To investigate the pharmacokinetics and mechanism of intestinal absorption of JBP485 in rats, the pharmacokinetics of JBP485 were investigated in vivo both intravenously and orally. The effects of glycylsarcosine (Gly-Sar) on the uptake and transepithelial transport of JBP485 were examined in everted intestinal sacs, in situ jejunal perfusion, Caco-2 cells and PEPT1 transfected Hela cells. The gastrointestinal absorption of JBP485 was rapid. T(1/2ß) was 2.25 ± 0.06 h, CL(plasma) was 2.99 ± 0.002 ml/min/kg, V(d) was 0.22 ± 0.05 l/kg and bioavailability was about 30% at a dosage of 25 mg/kg. JBP485 underwent rapid distribution in the tissues. Gly-Sar significantly decreased JBP485 uptake and transport in these models. A kinetic study showed that JBP485 was transported by PEPT1 in Caco-2 cells with Km and Vmax values of 0.33 ± 0.13 mM and 0.72 ± 0.06 nmol/mg protein/10 min, respectively. JBP485 appeared to have linear pharmacokinetics at intravenous doses of 6.25-100 mg/kg with minor first-pass effect, and JBP485 was mainly distributed in the kidney; JBP485 is a substrate for PEPT1 which is involved in the absorption of JBP485 in rat intestine.

Pharmacokinetic interaction between JBP485 and cephalexin in rats.
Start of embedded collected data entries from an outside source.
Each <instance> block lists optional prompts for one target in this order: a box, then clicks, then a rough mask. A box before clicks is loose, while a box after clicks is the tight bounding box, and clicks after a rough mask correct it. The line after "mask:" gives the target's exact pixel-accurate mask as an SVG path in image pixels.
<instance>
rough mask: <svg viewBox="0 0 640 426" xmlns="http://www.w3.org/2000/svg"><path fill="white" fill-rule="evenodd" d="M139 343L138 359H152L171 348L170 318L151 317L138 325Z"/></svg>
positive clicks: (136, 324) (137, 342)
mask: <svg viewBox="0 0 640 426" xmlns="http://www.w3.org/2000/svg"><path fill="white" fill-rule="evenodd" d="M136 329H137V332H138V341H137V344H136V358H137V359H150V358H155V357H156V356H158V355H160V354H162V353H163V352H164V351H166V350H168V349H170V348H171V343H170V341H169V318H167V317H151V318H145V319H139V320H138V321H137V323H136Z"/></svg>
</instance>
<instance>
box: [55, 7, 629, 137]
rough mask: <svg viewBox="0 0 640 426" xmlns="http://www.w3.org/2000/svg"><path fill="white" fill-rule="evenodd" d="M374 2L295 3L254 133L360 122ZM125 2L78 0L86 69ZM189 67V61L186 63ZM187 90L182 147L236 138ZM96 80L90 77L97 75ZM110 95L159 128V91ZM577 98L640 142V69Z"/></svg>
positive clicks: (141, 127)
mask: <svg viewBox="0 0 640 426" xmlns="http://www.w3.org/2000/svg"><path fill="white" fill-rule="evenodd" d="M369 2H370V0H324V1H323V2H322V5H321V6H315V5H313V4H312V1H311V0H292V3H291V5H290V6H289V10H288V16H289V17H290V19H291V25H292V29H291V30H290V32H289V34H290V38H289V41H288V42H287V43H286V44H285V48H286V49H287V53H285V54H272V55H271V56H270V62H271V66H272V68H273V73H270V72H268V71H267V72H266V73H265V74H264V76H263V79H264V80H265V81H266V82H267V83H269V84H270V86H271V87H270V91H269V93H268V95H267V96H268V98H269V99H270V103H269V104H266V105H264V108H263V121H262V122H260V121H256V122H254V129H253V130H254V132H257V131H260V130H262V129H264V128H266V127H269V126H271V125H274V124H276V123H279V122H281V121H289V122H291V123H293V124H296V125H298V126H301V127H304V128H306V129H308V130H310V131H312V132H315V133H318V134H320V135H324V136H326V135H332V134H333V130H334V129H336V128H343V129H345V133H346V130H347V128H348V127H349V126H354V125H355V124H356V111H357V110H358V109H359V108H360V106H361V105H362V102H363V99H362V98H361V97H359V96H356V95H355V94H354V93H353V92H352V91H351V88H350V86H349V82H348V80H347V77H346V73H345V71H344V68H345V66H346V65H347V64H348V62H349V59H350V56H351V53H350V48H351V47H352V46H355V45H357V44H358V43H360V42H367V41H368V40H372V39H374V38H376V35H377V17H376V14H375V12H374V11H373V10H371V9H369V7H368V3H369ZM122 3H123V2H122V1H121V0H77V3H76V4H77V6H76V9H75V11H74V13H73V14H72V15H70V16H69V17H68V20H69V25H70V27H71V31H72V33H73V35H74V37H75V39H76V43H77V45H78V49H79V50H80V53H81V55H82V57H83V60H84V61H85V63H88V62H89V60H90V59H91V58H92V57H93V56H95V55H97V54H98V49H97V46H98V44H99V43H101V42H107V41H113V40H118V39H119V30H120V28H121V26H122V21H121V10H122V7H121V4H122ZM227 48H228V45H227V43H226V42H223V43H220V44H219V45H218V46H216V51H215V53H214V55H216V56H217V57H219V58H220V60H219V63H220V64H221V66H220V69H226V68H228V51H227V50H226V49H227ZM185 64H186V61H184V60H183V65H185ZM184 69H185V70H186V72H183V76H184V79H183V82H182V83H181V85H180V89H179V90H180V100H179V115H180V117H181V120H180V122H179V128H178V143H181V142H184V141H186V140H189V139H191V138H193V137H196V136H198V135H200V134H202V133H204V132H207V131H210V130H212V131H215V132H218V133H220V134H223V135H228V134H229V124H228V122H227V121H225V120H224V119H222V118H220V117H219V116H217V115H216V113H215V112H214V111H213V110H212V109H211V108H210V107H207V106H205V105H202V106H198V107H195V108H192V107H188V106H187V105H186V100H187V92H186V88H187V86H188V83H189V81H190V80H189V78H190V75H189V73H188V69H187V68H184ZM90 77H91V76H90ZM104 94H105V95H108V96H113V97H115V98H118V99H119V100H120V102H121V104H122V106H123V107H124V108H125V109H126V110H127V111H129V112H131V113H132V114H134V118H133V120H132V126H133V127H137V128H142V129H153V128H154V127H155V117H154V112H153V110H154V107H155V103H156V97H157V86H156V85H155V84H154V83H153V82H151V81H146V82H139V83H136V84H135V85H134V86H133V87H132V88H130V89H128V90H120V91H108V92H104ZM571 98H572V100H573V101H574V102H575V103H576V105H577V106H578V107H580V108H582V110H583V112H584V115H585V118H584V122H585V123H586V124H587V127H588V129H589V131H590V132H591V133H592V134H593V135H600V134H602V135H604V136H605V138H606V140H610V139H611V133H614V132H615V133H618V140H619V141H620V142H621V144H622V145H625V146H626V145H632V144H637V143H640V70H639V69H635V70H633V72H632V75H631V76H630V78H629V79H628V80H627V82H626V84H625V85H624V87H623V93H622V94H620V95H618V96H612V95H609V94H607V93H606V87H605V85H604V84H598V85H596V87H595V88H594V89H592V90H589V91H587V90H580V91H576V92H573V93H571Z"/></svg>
The purpose of this study was to investigate the pharmacokinetic mechanism of interaction between JBP485 (cyclo-trans-4-L-hydroxyprolyl-L-serine, a dipeptide) and cephalexin when they were coadministered in rats. The plasma concentrations of JBP485 and cephalexin were both decreased significantly after oral combination, but little difference was observed after simultaneous intravenous administration of the two agents, suggesting that the interaction target localized in the intestine during the absorption process. The uptake in everted intestinal sacs and absorption in jejunal perfusions of JBP485 and cephalexin were dramatically reduced after drug combination. When JBP485 and cephalexin were coadministered, both the decrease in accumulative renal excretion (81.9-68.1% of JBP485 and 91.8-74.5% of cephalexin) and in renal clearance (2.89-1.87 ml/min/kg JBP485 and 2.23-1.58 ml/min/kg cephalexin) indicated that transporter(s) other than H(+)/peptide transporter (PEPT) 2 are involved in the process of excretion. Probenecid could reduce renal excretion of JBP485 and cephalexin. Moreover, the decreased uptake of JBP485 with probenecid, p-aminohippuate, or benzylpenicillin in kidney slices could be explained by an inhibition in the kidney via organic anion transporters (OATs), at least in part. The accumulation of JBP485 in human (h) OAT1- or hOAT3-human embryonic kidney (HEK) 293 cells was greater than that in vector-HEK293 cells, and the uptake could be inhibited by probenecid. These findings further confirmed that the pharmacokinetic mechanism of the drug-drug interaction between JBP485 and cephalexin could be explained by their inhibition of the same transporters in the intestinal mucosa (PEPT1) and kidneys (PEPT2 and OATs). We provide the first evidence that JBP485 is not only a substrate of PEPTs but also is excreted through OATs.